La lapide era stata affissa nel 2024, dopo che il sindaco Carlo Ferreri aveva ottenuto il via libera dal presidente della Società operaia, Carlo Di Prima. Ora l’assemblea dei soci, che si è espressa per il 65% a favore della rimozione, motiva la decisione con ragioni procedurali. A sollevare il caso sono stati tre consiglieri – Vincenzo Accardi, Simone Martino e Vito Giaramita – che hanno promosso l’iniziativa per la rimozione della targa commemorativa.

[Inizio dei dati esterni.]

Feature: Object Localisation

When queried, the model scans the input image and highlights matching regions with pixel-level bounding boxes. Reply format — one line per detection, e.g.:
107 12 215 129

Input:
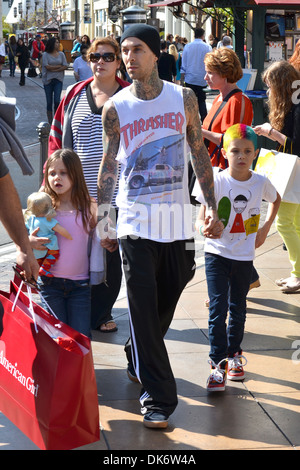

Il Belìce, una ferita ancora aperta
La valle del Belìce resta segnata in profondità da uno degli eventi più drammatici della storia siciliana. Tra il 14 e il 15 gennaio 1968 un violento terremoto devastò un’ampia area della provincia di Trapani, provocando vittime, migliaia di sfollati e la distruzione quasi totale di interi centri abitati. Santa Ninfa, Gibellina, Poggioreale, Salaparuta, Montevago: nomi che ancora oggi evocano macerie, tende, baraccopoli, ma anche proteste popolari, rivendicazioni di diritti e una ricostruzione lunga e faticosa che, a distanza di oltre cinquant’anni, non può dirsi del tutto conclusa.
Il terremoto del Belìce non fu solo un disastro naturale. Divenne un caso nazionale, simbolo dei ritardi dello Stato, delle promesse mancate e della resilienza di una popolazione che seppe trasformare il dolore in lotta civile. È per questo che il Belìce non è soltanto un luogo geografico, ma una memoria collettiva che appartiene all’intero Paese.
La decisione della Società operaia va oltre il gesto materiale della rimozione di una lapide e assume un valore simbolico forte. Interviene su uno dei pilastri della ricostruzione post-sismica: la memoria. Non si tratta solo di ricordare un evento tragico, ma di come una comunità sceglie di fare i conti con il proprio passato. Tenere viva la memoria richiede responsabilità e rispetto. La rimozione di una lapide rischia di indebolire quel filo che lega le generazioni e custodisce il senso di appartenenza.
Le parole del sindaco
Il sindaco Carlo Ferreri non nasconde il proprio imbarazzo per la decisione assunta dall’assemblea dei soci, una scelta che dice di non condividere. Ha comunque annunciato l’intenzione di ricollocare la targa nella stessa piazza. Sulla vicenda ha parlato senza mezzi termini: «È un insulto alla memoria storica, un gesto vergognoso».
La testimonianza dei familiari
Durissima anche la reazione di Rosalba Fargione, sorella di una delle vittime del sisma. «Quel marmo non è un semplice ornamento – ha detto – ma un simbolo sacro di lutto, resilienza e appartenenza. Negare o contrastare quel ricordo solo perché “non si è stati consultati” significa offendere direttamente ogni famiglia che in quella tragedia del 1968 ha perso un proprio caro».
Una vicenda che riapre una discussione delicata e profonda: chi decide come e dove si custodisce la memoria di una tragedia collettiva. E fino a che punto le regole formali possono prevalere sul rispetto della storia e del dolore condiviso.